Look, I don't want to say I told you so, only... yes, yes I do. Here's what I said on August 24.
You know how much threat ISIS represents to the United States? None. That's how much. Exactly none. If there was a value less than none, then it would be that, but there's not, so none is the answer.And on September 10.
You know what does represent a threat to the the United States, a bona fide danger to our continued existence as the land of the semi-free and occasionally bravish? Acting as if every person who says they want to turn the United States into dictatorial hell hole, is capable of making the United States their bitch. ... As the Deputy Undersecretary of Pogo might say, we have determined the source of the threat, and we're it.
Look, I've said it before and I still believe every word. ISIS represents no threat to the United States. None.ISIS the Sunni extremist group capable of carrying out local atrocities and defeating dispirited Shiite forces in areas where they are not welcome certainly exists. ISIS the terrifying force capable of reshaping the world does not. It never did.
Are there terrorists in this world who would like to give us a bloody nose? Absolutely. You know what? You've already surrendered an astounding amount of your personal privacy in the name of enabling agencies to reduce that threat. Stop being so eager to bend over and give the little that remains.

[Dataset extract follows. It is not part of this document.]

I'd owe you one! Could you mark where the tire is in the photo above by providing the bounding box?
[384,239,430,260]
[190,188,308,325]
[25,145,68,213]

They're not going away tomorrow. They're going to win more battles, but they're going to lose a lot more.
In the real world, the rubber tree plant does not go down to an ant, no matter how hard the ant waves a scary flag. ISIS is not going to conquer Iraq. It's not going to conquer Syria. It's not going to maintain its hold on the tangle of towns connected by highways that constituted the Islamic State at its peak. At best (where "best" is defined from the ISIS POV) it's going to take its place as one of many squabbling factions.
Who knows. Two years from now, when the next Sunni militia group threatens to tear across the region, maybe ISIS will be part of the coalition trying to stop them. By then, we'll probably forget they're supposed to be the bad guys. After all, the new guys will also be brown, and that'll be plenty scary enough to make them part of the 2016 news cycle.
As soon as the media and the GOP work out how to blame them on Hillary.